Les artistes qui pouvaient donc, auparavant, se fier sur deux sources de revenus, la vente de billets et la vente d’albums, doivent maintenant multiplier les spectacles pour arriver à vivre de leur art.

« Mais dans un marché aussi petit comme celui du Québec, c’est limité. On ne peut pas compenser la baisse de revenu en multipliant indéfiniment le nombre de spectacles. Pierre Lapointe ne peut pas aller huit fois en spectacle à Sherbrooke par année. Alors que Beyoncé ou Drake peuvent décider d’aller à Boston, Baltimore et partout sur la planète pour allonger leur tournée », note Mme Drouin, ajoutant que les chanteurs québécois qui vivent de leur travail sont chanceux.
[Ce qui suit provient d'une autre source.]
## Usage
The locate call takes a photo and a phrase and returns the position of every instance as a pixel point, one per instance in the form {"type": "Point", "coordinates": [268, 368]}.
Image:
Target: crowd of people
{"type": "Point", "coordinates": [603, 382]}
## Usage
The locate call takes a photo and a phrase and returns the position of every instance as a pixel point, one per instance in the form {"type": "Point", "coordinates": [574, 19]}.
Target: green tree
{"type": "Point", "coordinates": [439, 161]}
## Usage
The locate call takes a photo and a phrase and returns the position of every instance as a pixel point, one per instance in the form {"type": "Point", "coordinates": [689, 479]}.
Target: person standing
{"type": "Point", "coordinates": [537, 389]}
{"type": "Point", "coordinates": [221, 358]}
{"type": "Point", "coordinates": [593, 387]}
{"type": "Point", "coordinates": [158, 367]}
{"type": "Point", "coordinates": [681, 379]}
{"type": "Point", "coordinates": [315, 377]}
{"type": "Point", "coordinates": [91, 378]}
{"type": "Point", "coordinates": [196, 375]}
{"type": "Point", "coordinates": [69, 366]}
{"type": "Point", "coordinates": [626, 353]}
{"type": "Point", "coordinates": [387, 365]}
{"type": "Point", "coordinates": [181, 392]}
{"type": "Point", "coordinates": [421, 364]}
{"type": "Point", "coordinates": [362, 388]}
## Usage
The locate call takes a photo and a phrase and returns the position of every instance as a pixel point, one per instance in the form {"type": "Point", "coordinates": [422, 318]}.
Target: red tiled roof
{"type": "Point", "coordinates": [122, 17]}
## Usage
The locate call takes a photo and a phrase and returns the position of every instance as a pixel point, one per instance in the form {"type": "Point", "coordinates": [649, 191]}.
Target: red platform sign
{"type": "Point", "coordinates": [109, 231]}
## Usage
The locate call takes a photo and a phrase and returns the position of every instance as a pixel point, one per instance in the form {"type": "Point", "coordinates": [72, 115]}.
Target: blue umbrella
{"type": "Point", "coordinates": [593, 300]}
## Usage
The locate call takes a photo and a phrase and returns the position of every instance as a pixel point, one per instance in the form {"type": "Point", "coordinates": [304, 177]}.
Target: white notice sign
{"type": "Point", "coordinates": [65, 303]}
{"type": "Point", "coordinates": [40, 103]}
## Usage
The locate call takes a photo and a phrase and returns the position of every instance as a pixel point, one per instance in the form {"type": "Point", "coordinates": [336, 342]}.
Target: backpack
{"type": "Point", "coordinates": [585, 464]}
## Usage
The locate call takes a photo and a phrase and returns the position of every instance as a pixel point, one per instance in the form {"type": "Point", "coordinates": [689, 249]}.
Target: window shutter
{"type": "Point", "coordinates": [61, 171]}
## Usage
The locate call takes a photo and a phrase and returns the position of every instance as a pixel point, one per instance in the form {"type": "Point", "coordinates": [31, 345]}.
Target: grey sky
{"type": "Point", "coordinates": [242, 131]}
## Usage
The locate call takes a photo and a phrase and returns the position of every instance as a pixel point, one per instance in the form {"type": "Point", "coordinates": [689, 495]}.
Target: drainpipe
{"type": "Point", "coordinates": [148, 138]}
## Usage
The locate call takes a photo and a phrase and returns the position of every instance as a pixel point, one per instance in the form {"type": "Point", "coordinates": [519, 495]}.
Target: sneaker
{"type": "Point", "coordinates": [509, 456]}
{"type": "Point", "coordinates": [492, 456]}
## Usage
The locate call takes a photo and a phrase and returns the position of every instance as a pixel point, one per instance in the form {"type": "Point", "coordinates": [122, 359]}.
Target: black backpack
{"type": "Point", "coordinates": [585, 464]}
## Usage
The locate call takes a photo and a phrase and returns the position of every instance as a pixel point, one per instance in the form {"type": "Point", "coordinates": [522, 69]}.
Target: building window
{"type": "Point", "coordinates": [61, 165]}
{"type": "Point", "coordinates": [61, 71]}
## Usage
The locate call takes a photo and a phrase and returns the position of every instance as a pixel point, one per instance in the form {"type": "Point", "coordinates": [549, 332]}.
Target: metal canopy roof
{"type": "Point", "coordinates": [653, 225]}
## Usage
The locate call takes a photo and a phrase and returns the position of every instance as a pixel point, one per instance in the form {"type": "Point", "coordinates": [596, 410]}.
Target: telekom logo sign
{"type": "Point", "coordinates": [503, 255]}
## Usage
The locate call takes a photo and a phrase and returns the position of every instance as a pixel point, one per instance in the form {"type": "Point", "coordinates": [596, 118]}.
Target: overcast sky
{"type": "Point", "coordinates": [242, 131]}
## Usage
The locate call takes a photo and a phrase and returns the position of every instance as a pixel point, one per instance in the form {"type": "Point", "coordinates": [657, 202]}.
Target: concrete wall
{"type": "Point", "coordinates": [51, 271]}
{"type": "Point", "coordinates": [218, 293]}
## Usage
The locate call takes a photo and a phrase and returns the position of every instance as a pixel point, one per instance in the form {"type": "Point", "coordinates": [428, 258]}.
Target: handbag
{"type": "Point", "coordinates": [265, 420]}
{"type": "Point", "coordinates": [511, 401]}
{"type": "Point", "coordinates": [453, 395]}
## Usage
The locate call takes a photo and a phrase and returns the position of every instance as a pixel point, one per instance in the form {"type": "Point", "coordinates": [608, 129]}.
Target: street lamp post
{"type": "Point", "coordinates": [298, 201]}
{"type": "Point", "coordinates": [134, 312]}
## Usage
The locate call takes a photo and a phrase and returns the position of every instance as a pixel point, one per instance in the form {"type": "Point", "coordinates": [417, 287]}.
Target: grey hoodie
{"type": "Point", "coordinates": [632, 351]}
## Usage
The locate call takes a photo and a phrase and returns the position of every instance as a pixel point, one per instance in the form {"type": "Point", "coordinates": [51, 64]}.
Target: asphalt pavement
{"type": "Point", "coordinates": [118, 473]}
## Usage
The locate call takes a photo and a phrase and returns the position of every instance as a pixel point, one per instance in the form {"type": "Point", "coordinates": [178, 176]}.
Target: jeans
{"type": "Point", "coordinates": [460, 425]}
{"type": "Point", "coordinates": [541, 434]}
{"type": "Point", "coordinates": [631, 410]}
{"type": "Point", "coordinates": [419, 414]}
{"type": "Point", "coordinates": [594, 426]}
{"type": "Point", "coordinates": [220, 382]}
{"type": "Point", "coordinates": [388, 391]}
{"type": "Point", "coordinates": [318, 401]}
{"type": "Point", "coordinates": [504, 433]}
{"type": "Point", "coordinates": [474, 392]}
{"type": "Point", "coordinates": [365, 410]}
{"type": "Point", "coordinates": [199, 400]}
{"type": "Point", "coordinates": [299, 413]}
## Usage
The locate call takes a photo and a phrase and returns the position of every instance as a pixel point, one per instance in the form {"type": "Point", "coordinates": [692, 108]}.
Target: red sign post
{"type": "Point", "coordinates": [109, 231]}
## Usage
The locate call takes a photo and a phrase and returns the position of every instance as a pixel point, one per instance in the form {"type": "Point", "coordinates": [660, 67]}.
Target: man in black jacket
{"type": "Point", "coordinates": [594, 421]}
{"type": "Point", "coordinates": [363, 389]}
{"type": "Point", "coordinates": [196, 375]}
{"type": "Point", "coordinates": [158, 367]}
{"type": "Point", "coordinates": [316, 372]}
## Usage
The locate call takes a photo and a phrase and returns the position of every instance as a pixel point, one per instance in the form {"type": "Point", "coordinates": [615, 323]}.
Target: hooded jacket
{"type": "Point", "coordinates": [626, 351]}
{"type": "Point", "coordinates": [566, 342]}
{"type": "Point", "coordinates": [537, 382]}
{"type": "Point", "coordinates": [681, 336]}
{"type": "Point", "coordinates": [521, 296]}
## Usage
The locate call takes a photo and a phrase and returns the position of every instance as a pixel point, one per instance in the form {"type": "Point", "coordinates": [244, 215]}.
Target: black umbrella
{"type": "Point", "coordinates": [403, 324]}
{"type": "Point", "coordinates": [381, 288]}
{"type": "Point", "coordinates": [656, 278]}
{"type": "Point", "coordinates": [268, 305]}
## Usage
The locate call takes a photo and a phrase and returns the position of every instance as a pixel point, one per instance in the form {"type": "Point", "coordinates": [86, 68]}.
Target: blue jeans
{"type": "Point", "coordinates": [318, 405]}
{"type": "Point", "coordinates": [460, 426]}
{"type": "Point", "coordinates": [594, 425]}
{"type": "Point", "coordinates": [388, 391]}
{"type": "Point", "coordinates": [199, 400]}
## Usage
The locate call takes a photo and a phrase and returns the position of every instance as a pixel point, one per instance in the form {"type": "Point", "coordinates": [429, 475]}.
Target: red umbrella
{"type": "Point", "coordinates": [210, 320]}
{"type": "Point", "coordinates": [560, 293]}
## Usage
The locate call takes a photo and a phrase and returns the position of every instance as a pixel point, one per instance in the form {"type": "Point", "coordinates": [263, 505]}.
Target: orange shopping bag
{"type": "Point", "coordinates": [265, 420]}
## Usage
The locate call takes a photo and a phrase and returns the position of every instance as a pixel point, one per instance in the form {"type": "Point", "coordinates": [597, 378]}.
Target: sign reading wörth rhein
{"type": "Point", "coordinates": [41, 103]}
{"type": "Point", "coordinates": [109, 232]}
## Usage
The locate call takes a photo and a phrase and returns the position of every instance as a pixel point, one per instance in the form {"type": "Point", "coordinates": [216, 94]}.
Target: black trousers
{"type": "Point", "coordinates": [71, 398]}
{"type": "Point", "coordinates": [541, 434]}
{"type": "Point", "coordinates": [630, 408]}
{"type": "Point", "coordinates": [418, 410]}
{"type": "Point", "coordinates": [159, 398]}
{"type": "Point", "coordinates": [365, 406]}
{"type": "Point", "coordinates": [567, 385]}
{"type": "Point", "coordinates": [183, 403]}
« Pierre Lapointe s’en sort, car il a connu les années 2000 et en plus il a plein d’autres cordes à son arc. Mais pour quelqu’un qui commence aujourd’hui, c’est très difficile », souligne la directrice générale de l’ADISQ. Pierre Lapointe avait d’ailleurs dénoncé au gala de l’ADISQ qu’il n’avait touché que 500 $ pour un million d’écoutes de sa chanson Je déteste ma vie.

La mort de MusiquePlus en 2019 a mis définitivement fin à cette époque où on attendait devant la télévision que le dernier vidéoclip de Guns N’Roses ou de Madonna soit diffusé, une habitude qui s’était perdue depuis qu’on pouvait consommer sur commande sur internet.

« Il y a les services de musique en ligne qui ne redonnent pas suffisamment aux artistes, mais il ne faut pas oublier les fournisseurs internet qui s’en mettent plein les poches en vendant de la bande passante pour les Spotify, les Netflix de ce monde, sans rien retourner pour le contenu musical ou audiovisuel », mentionne Mme Drouin.

« Je répète. On a besoin d’un nouveau contrat social entre les artistes, l’industrie musicale, tous ces grands joueurs et le gouvernement. Sinon, oui, on continuera à avoir de la musique. Mais notre musique, j’en suis moins certaine », conclut la directrice générale, ajoutant que c’est le gouvernement fédéral, par son pouvoir de réglementation, qui détient la solution à ce casse-tête.

En vrac

Environ 50 % des albums physiques vendus au Québec sont des albums d’artistes québécois.

Environ 30 % des albums numériques vendus au Québec sont des albums d’artistes québécois.

Environ 10 % des pistes numériques vendues au Québec sont issues d’albums d’artistes québécois.

Environ 80 % du marché mondial de la production de musique est contrôlé par trois entreprises multinationales soit Sony BMG, Warner Bros, Universal.

Les étiquettes multinationales se sont retirées du marché québécois lors de la récession au tournant des années 1970 et 1980.

Le premier album québécois par une entreprise québécoise a été celui de Paul Piché produit par Audiogram en 1984.

Aujourd’hui, à l’exception de quelques artistes tels que Céline Dion et Lynda Lemay, tous les artistes québécois qui travaillent avec une maison de disques travaillent avec une maison de disque indépendante québécoise.